Existence of stationary measures for partially damped SDEs with generic, Euler-type nonlinearities

TL;DR

This paper establishes conditions under which stationary measures exist for a class of partially damped stochastic differential equations with nonlinearities similar to fluid models, highlighting the role of energy transfer and damping structure.

Contribution

It provides new dynamical criteria ensuring stationary measures for partially damped SDEs, including generic conditions and modifications allowing fewer damped modes.

Findings

Stationary measures exist when energy transfer from undamped to damped modes is sufficient.

Existence of stationary measures is guaranteed under generic nonlinearities if the kernel dimension of damping is less than 2d/3.

Perturbing the nonlinearity at discrete times allows stationary measures with only a single damped mode.

Abstract

We study nonlinear energy transfer and the existence of stationary measures in a class of degenerately forced SDEs on $\mathbb R^d$ with a quadratic, conservative nonlinearity $B(x,x)$ constrained to possess various properties common to finite-dimensional fluid models and a linear damping term $-Ax$ that acts only on a proper subset of phase space in the sense that $\mathrm{dim}(\mathrm{ker}A) \gg 1$. Existence of a stationary measure is straightforward if $\mathrm{ker}A = \{0\}$, but when the kernel of $A$ is nontrivial a stationary measure can exist only if the nonlinearity transfers enough energy from the undamped modes to the damped modes.
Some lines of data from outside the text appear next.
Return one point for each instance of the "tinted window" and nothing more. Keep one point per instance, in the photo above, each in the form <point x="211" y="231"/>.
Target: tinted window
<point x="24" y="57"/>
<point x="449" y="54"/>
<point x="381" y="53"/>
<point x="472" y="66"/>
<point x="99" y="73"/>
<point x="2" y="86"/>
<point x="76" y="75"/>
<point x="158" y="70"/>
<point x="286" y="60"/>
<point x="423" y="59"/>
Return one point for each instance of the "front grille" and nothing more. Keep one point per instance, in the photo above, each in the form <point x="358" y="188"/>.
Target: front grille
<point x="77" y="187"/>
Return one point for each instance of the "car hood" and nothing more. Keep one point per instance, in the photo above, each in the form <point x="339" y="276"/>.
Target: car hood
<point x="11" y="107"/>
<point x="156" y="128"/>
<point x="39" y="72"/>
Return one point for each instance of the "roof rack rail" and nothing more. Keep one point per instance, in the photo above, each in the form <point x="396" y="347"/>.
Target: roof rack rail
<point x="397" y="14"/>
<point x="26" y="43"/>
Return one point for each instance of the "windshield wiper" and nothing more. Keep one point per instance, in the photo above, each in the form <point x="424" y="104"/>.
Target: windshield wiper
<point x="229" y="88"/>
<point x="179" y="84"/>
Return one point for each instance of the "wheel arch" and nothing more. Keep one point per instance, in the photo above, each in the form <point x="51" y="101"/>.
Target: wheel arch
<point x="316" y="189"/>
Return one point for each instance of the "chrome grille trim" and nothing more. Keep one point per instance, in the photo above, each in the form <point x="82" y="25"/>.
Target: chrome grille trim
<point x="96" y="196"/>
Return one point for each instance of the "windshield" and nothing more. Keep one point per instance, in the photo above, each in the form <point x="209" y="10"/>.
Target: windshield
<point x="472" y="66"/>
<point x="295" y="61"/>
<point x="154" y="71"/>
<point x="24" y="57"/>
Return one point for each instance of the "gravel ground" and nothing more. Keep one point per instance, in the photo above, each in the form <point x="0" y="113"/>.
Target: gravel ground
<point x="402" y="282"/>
We develop a set of sufficient dynamical conditions on $B$ that guarantees the existence of a stationary measure and prove that they hold ``generically'' within our constraint class of nonlinearities provided that $\mathrm{dim}(\mathrm{ker}A) < 2d/3$ and the stochastic forcing acts directly on at least two degrees of freedom. We also show that the restriction $\mathrm{dim}(\mathrm{ker}A) < 2d/3$ can be removed if one allows the nonlinearity to change by a small amount at discrete times. In particular, for a Markov chain obtained by evolving our SDE on approximately unit random time intervals and slightly perturbing the nonlinearity within our constraint class at each timestep, we prove that there exists a stationary measure whenever just a single mode is damped.